Why does the Dialog compiler dislike this?

Draconis · August 25, 2020, 6:47pm

I’ve been working on an extension to Dialog allowing custom structs (what Inform calls “composite kinds of value”, single values made up of multiple numbers). Most of it works perfectly. However, there’s a certain thing that seems to cause serious problems for the compiler.

If I have a parsing predicate like this:

(interface (understand $<Words as frequency $>Freq))
(understand $Words as frequency $Freq)
	%% get $First and $Second somehow
	($Freq = [#kovmarker @frequency $First $Second])

…then everything works fine. But if the predicate looks like this:

(interface (understand $<Words as frequency $>Freq))
(understand $Words as frequency $Freq)
	%% get $First and $Second somehow
	(struct $Freq has tag @frequency and contents [$First $Second])

(struct $Struct has tag $Tag and contents $Contents)
	($Struct = [#kovmarker $Tag | $Contents])

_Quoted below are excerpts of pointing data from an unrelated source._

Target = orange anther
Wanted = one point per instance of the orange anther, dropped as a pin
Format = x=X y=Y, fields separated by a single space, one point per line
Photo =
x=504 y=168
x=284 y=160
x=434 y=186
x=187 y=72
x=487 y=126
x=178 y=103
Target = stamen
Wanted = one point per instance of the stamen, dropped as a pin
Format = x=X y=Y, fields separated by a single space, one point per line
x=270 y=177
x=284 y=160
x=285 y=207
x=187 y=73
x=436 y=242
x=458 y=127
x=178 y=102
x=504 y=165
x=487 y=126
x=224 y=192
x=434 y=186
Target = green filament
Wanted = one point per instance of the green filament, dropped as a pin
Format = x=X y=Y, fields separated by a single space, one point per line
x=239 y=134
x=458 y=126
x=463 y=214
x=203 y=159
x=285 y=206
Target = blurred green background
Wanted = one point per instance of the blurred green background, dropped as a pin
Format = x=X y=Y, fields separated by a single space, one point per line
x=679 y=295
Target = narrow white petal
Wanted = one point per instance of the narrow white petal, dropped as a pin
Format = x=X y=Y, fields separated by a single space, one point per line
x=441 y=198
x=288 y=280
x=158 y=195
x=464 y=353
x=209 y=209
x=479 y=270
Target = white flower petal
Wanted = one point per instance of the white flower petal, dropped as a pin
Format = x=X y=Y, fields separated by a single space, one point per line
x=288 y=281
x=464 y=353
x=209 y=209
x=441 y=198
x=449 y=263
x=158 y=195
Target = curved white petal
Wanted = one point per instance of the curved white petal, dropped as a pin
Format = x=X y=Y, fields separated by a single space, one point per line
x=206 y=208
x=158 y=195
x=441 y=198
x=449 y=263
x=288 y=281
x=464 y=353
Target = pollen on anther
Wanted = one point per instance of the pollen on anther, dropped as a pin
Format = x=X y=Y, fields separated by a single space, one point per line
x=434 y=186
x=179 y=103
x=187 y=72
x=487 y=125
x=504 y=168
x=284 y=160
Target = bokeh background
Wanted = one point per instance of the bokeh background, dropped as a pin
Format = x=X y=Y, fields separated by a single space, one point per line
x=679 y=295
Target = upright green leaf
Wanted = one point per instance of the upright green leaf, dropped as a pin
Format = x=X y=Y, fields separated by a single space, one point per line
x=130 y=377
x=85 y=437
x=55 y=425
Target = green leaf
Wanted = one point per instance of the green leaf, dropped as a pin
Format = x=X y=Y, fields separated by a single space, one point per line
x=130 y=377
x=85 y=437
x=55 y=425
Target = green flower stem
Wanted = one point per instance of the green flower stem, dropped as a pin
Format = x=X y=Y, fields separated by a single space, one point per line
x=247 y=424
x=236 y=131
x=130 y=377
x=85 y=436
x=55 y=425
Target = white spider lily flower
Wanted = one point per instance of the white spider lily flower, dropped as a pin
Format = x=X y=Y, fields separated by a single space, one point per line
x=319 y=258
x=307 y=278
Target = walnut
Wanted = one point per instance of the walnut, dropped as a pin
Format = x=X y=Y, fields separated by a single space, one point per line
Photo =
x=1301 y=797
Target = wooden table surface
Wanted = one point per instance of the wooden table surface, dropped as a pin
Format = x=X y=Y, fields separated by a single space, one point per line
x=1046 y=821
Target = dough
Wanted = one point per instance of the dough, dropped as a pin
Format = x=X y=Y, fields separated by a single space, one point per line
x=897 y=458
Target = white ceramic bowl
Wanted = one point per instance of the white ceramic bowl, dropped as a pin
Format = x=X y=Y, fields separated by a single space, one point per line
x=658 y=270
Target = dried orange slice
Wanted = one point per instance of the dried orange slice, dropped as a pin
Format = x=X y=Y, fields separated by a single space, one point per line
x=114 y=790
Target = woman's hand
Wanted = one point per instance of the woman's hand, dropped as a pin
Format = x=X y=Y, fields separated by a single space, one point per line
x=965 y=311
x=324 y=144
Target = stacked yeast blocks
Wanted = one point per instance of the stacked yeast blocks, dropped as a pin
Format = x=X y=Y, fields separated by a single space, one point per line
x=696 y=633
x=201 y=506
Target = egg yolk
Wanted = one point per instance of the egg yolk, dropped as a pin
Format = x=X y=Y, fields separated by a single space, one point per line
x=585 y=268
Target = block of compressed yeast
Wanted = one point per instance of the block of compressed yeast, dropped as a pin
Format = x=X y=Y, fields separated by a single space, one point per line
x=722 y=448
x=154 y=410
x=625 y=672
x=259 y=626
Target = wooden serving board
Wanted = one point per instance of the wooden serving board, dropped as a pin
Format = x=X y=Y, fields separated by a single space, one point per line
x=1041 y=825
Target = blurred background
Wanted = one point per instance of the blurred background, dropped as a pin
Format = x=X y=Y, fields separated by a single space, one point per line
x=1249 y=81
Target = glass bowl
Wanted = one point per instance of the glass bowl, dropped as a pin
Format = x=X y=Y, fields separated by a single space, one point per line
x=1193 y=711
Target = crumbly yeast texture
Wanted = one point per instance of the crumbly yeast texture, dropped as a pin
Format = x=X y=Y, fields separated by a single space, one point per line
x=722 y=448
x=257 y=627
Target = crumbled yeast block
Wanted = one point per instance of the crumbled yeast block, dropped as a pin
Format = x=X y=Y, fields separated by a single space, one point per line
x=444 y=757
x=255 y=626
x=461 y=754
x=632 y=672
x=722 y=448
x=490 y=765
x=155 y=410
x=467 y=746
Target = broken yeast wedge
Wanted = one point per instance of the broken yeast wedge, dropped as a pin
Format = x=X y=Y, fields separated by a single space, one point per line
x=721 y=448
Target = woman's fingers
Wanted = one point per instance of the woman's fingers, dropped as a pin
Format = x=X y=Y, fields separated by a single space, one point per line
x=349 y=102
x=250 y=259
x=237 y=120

…then the debugger gives a truly frightening litany of hundreds and hundreds of warnings, along the lines of

Warning: stdlib.dg, line 1776: Argument 1 of now-expression can be unbound, leading to runtime errors.

What’s so different about these two implementations? I’d thought it would be nice and elegant to have a single predicate that can pack or unpack a struct, depending which arguments are bound and which aren’t—and while it does work as expected in my test cases, the warnings make me think I’m likely preventing some optimizations. (If nothing else, I don’t want to frighten people who use the extension, or cause their own warnings to be lost in the flood.)

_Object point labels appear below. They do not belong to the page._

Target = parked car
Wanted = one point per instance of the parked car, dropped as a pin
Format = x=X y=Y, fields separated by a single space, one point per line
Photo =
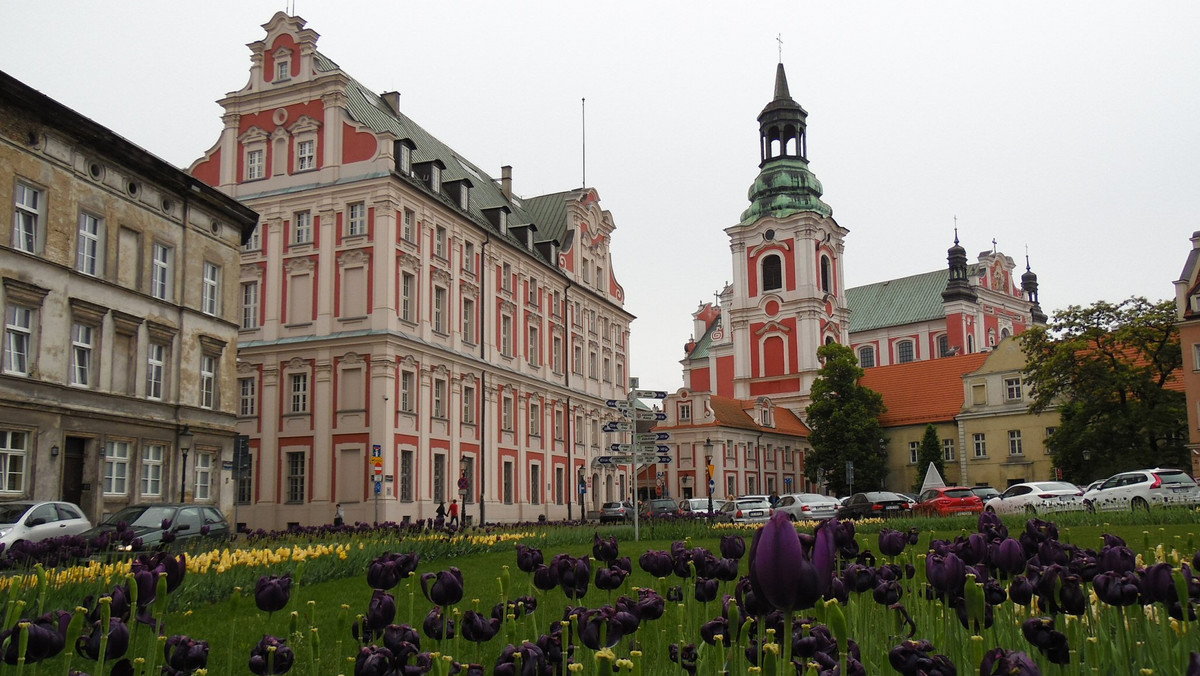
x=1037 y=497
x=659 y=507
x=744 y=510
x=874 y=503
x=186 y=524
x=984 y=492
x=34 y=520
x=1143 y=489
x=616 y=512
x=946 y=501
x=808 y=507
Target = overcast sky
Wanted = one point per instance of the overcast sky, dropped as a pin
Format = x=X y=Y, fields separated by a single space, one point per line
x=1065 y=127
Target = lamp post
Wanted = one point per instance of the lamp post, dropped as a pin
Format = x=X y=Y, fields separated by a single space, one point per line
x=185 y=444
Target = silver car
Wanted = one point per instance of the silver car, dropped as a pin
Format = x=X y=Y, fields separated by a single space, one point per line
x=34 y=520
x=808 y=507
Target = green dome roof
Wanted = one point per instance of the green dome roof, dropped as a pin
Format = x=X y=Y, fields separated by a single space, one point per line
x=785 y=186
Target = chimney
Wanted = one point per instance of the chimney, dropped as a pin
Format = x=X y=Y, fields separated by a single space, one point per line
x=507 y=181
x=393 y=100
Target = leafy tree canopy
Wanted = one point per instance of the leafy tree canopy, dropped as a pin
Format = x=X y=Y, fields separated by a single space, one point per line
x=845 y=422
x=1107 y=368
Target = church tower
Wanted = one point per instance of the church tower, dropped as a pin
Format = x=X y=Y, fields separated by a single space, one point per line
x=789 y=294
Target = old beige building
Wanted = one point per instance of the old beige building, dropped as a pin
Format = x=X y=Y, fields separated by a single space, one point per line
x=120 y=297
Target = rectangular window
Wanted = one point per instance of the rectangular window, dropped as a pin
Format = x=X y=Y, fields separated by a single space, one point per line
x=151 y=470
x=89 y=247
x=303 y=229
x=208 y=381
x=299 y=393
x=439 y=305
x=468 y=321
x=295 y=477
x=357 y=223
x=156 y=370
x=160 y=271
x=468 y=405
x=18 y=340
x=439 y=398
x=13 y=449
x=306 y=155
x=81 y=354
x=1012 y=389
x=247 y=398
x=1014 y=442
x=117 y=467
x=203 y=477
x=210 y=289
x=407 y=390
x=406 y=476
x=255 y=165
x=250 y=305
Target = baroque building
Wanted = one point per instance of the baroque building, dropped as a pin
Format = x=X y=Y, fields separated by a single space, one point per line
x=412 y=329
x=119 y=295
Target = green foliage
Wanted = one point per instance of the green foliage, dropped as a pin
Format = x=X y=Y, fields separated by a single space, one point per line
x=930 y=452
x=845 y=420
x=1105 y=369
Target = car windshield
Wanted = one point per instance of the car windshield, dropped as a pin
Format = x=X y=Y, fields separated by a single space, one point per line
x=11 y=512
x=143 y=516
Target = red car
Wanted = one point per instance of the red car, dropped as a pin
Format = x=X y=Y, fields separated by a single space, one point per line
x=948 y=500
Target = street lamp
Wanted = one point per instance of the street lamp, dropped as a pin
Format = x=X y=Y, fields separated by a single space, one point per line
x=185 y=444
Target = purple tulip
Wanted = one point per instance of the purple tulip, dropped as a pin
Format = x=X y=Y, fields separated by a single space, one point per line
x=780 y=572
x=186 y=654
x=271 y=592
x=447 y=587
x=267 y=662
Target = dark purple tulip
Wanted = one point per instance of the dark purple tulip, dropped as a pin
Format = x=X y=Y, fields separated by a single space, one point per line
x=528 y=558
x=605 y=549
x=733 y=546
x=892 y=542
x=478 y=628
x=447 y=587
x=372 y=660
x=707 y=588
x=657 y=563
x=185 y=654
x=780 y=572
x=544 y=578
x=264 y=663
x=381 y=610
x=432 y=624
x=271 y=592
x=118 y=640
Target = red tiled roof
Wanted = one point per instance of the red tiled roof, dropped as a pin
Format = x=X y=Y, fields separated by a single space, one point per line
x=922 y=392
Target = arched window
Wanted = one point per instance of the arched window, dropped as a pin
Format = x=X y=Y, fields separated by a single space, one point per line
x=772 y=273
x=867 y=357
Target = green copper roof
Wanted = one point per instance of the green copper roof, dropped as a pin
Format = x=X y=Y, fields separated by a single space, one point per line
x=894 y=303
x=785 y=186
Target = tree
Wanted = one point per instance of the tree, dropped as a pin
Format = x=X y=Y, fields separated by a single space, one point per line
x=845 y=422
x=930 y=452
x=1107 y=369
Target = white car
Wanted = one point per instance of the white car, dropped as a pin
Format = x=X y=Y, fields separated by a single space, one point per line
x=808 y=507
x=34 y=520
x=1143 y=489
x=1037 y=497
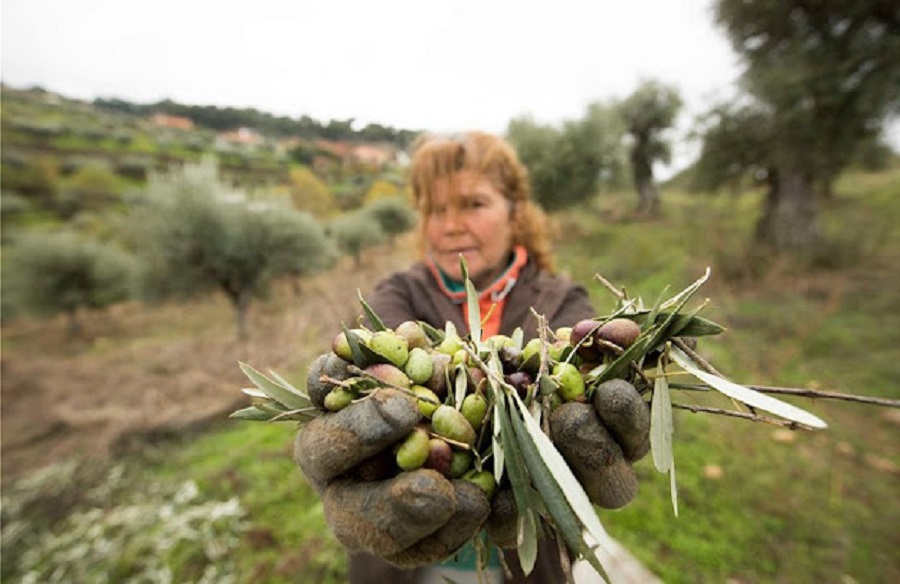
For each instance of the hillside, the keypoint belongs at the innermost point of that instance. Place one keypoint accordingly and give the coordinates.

lft · August 25, 2020, 7:18pm

Ah, yes. The compiler tries to track which expressions can end up unbound at runtime, and occasionally there is a false positive like this.

If you know that an expression is going to end up bound no matter what, then the quick fix is to add a (fully bound $) query towards the end of the rule body. Then the compiler will know that after that query succeeds, the expression is indeed known to be bound, and this fact will propagate to the rest of the analysis and prevent the warnings.

The downside is that the expression will be checked at runtime, which has a (tiny) performance impact. But if the compiler gets smarter in a later version, then the query will be optimized away.

I’m going to limit the number of warnings that are printed when this happens, because the root cause is almost invariably covered by the first one.

Draconis · August 25, 2020, 7:23pm

Yep, adding a (fully bound $) fixed it!

Suggestion, then: since the interface here indicates that $Freq should always be fully bound after calling the predicate, perhaps warn only at the point where that interface can get violated, since that’s presumably where the error is?

lft · August 25, 2020, 7:24pm

That’s often what the first warning says (though not always).